Seolah-olah mereka menganggap perkawinan sebuah permaian. Incak-an kawin dalam
bahasa Sambas, sewaktu masih kecil dengan membuat pondok dari daun pisang di
belakang rumah.
Secara bahasa (etimologi), nikah mempunyai arti
mengumpulkan, menggabungkan, menjodohkan, atau bersenggama (wath’i). Dalam
istilah bahasa Indonesia, nikah sering disebut dengan “kawin”.
Perkawinan atau pernikahan
adalah: “Ikatan lahir batin antara seorang
pria dengan seorang wanita dalam suatu rumah tangga berdasrkan kepada tuntunan
agama”. Ada juga yang mengartikan: “Suatu
perjanjian atau aqad (ijab dan qabul) antara seorang laki-laki dan perempuan
untuk menghalalkan hubungan badaniyah sebagaimana suami istri yang sah yang
mengandung syarat-syarat dan rukun-rukun yang ditentukan oleh syariat Islam”.
Sedangkan perceraian atau
talak adalah: “Melepaskan tali perkawinan
dan mengakhiri hubungan suami istri”. Abu Zakaria Al-Ansari dalam kitabnya
“Fath Al-Wahhab” menyatakan bahwa talak atau perceraian adalah: “Melepas tali aqad nikah dengan talak dan
semacamnya”.
Para artis menjadi panutan
bagi pendukungnya, mereka sangat mengidolakan seleb-selebnya (artis-artis)nya.
Hingga mereka lupa pada suritauladan atau panutan yang terbaik di dunia ini,
yaitu “Rasulullah SAW” dan “SITI AISYAH ra”.
Kini, banyak sekali para
remaja yang kawin muda, atau kawin di bawah umur. Para aparatur desa tidak
berani untuk membuatkan mereka Surat Nikah Resmi dari Negara (KUA). Karena mereka
belum cukup usia, masih bau kencur, tapi sudah nyeb-bur. Begitu juga
dengan kasus perceraian, dan bahkan yang mau cerai itu semua sudah lanjut usia,
sudah punya anak, punya cucu, atau cicit. Entah apa problema rumah tangga
mereka, kita semua tidak tahu apa yang mereka rasakan atau mereka alami. Hinggakan
pihak PA (Pengadilan Agama) menjadi kesulitan untuk memutuskan perkara mereka.

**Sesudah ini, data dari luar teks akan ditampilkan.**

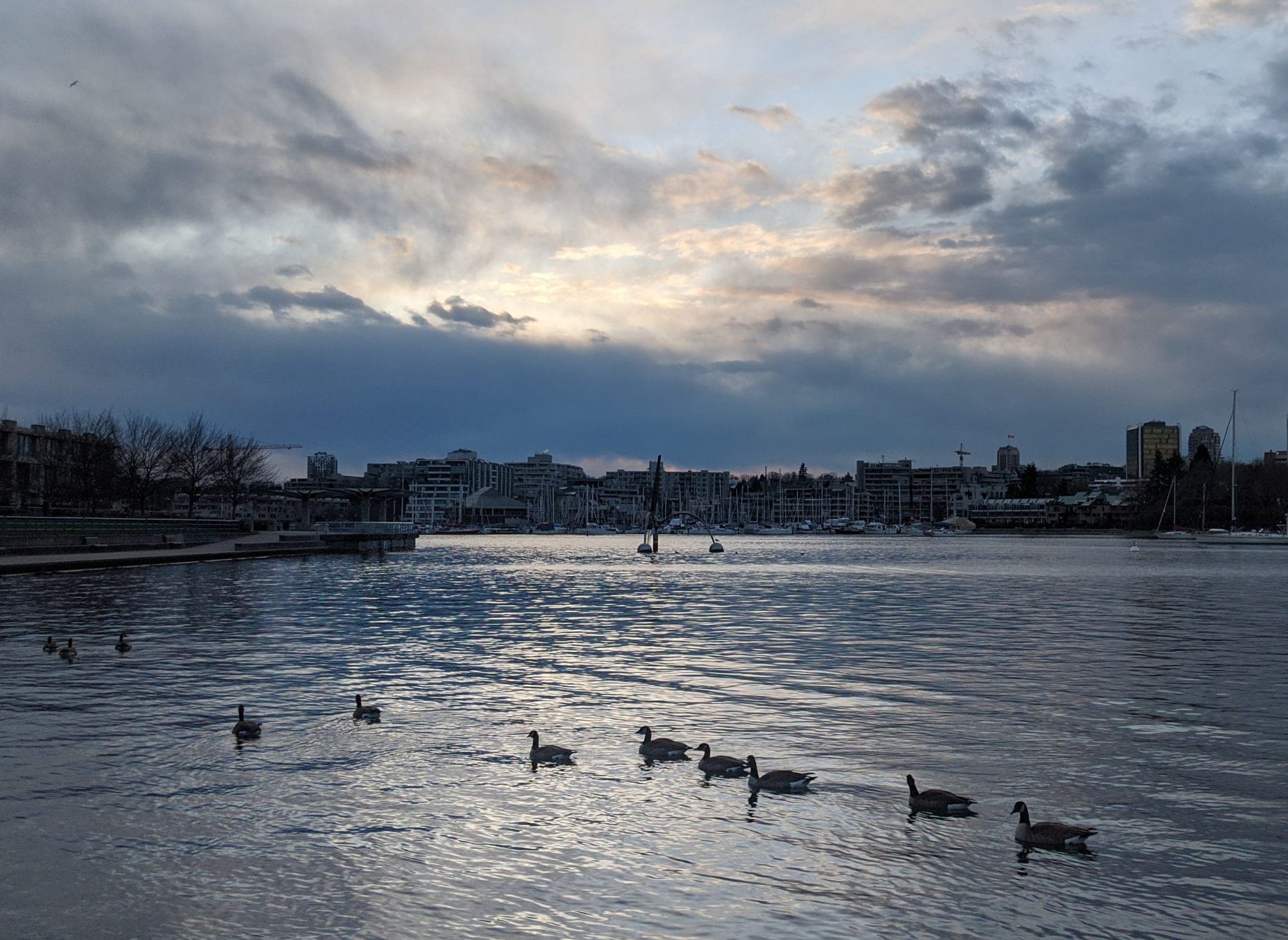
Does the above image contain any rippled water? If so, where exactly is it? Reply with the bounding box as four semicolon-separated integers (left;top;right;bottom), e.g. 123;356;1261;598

Dilakukanlah mediasi, di ruang
mediasi agar mereka tidak cerai atau pisah, teman-teman, keluarga, sanak
saudara, mendo’akan agar mereka tetap bersama. Akan tetapi keputusan mereka
sudah bulat, yaitu “CERAI”.
Yang KAWIN DI BAWAH UMUR,
sedangkan yang CERAI lebih UMUR. Akhirkata, “KAWIN DI BAWAH UMUR DAN
PERCERAIAN, SEBUAH BUDAYAKAH?”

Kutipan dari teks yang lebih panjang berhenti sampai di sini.